Seeing is believing: even though what you see is not necessarily what you get

Seeing is believing: even though what you see is not necessarily what you get – psychological factors in perception

Paul Chance

Seeing Is Believing Even though what you see is not necessarily what you get.

SEEING IS BELIEVING, so they say. What they mean is that you can believe what you see for yourself, whereas you can’t always trust what others tell you. After all, if you can’t trust your own eyes, what can you trust?

But our eyes do deceive us from time to time. All of us are now and then fooled into seeing one thing, when something else is actually present. Just how we see that something else is quite a mystery, but psychologists have shown that the human factor plays a large role.

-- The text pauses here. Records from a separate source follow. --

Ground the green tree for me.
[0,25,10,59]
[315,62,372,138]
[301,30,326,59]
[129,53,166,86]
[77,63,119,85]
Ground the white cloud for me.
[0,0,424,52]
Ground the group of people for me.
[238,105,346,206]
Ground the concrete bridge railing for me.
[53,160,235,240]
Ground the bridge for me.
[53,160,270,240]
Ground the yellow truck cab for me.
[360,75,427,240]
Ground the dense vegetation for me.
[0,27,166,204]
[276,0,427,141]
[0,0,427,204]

One thing that affects our vision is motivation. Several studies have shown that hunger, for instance, affects perception. In one study researchers showed sailors some ambiguous figures and asked them what they saw. Sailors who hadn’t had anything to eat for many hours saw with their bellies. To them, an elongated ink smudge was a fork, a swirl a fried onion. This intelligence will come as no surprise to dieters, who are used to mistaking a rose vase for a strawberry soda and live in a world filled with objects that momentarily disguise themselves as hot fudge sundaes and Snickers bars.

Another kind of hunger also makes us see what isn’t there. “Twenty times a day,” wrote psychologist William James in 1892, “the lover, perambulating the streets with his preoccupied fancy, will think he perceives his idol’s bonnet before him.” The fact that lovers see differently from the rest of us is also illustrated by the expression, “Love is blind.” No optician can correct this malady, but marriage sometimes effects a cure.

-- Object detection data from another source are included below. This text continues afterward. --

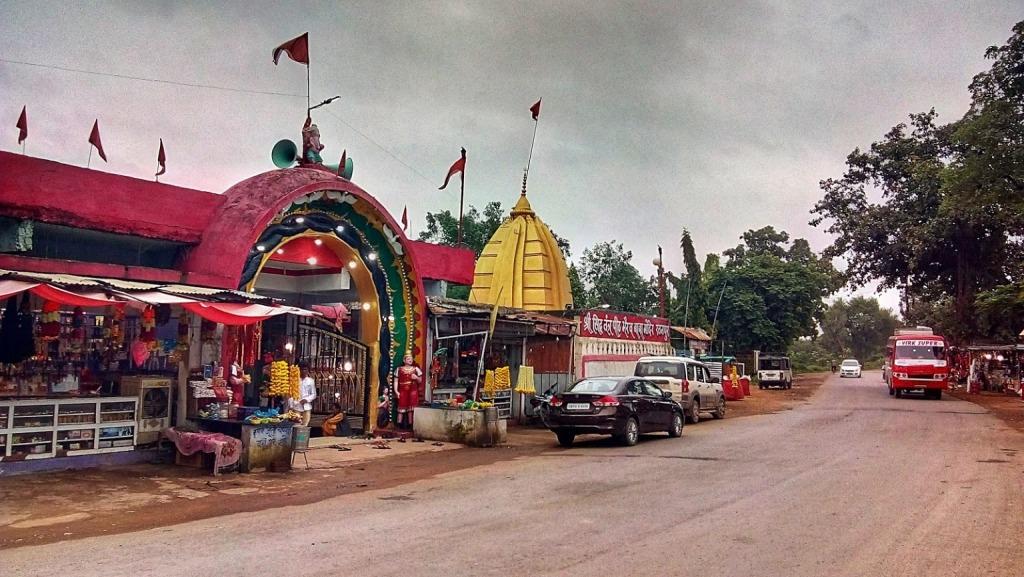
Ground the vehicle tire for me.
[711,396,725,419]
[686,399,700,424]
[616,417,640,447]
[669,412,685,439]
[555,430,575,447]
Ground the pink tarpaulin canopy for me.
[182,302,314,326]
[0,280,125,307]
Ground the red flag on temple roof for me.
[16,107,29,145]
[438,149,466,191]
[273,32,309,66]
[89,119,106,162]
[157,138,167,176]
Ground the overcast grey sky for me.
[0,0,1024,313]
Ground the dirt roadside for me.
[946,390,1024,432]
[0,374,826,549]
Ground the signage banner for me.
[580,311,669,342]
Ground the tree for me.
[579,242,657,314]
[705,226,840,352]
[669,229,711,329]
[420,202,505,256]
[811,23,1024,340]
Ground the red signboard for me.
[580,311,669,342]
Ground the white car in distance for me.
[839,359,860,378]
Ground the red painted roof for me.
[0,152,224,244]
[409,240,476,286]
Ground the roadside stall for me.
[0,271,312,468]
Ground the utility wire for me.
[324,109,435,187]
[0,58,444,187]
[0,58,306,98]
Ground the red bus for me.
[886,327,949,399]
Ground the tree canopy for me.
[811,23,1024,340]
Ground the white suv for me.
[634,357,725,422]
[839,359,860,378]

Poverty is another kind of motivational state that affects perception. In a classic study, Jerome Bruner and Cecile Goodman showed children circles of various sizes and asked them to pick those that were the same sizes as certain coins. The children consistently overestimated the sizes of the coins, but poor children chose circles that were much too large. A quarter looks bigger to the poor than it does to the wealthy. One wonders if rich children would show the same bias toward hundred dollar bills.

Past learning also affects our vision. For instance, the chances are good that you did not notice the typographical error in the previous sentence. People regularly see words spelled correctly when in fact they are not. This is the so-called “proofreader’s illusion,” merely one example of the principle that what we know affects what we see, a principle that gives new meaning to the expression “Seeing is believing.”

It’s surprising how much influence our beliefs have on what we see. In another famous experiment, Bruner and Leo Postman flashed pictures of playing cards on a screen for brief periods. Some of the cards were ordinary, but some had colors opposite to their suit, such as a black six of hearts or a red two of spades. Oddly enough, the bizarre cards didn’t trouble the students. To them, the black six of hearts was either a perfectly ordinary black six of spades or an equally ordinary red six of hearts. When the students got to see the cards a bit longer, they saw a kind of compromise: A red three of spades became purple.

What we see in other people’s faces also depends upon what we know, or think we know, about people. When researchers showed people a set of photographic portraits and asked them to set aside those of Jews, the guesses were not very accurate. The researchers found that those who were anti-Semitic weren’t any better at the task than others, but they set aside more photographs. To their prejudiced eyes, more people looked Jewish.

These experiments are interesting, but the real importance of understanding the psychological factors in perception is better seen outside the laboratory. On July 3, 1988, United States sailors shot down a civilian aircraft, killing 290 people. There was apparently no failure in radar equipment. How, then, could sailors have watched a radar screen and seen a plane descending, as if for attack, when in fact the instrument showed the plane was climbing? Seeing is believing.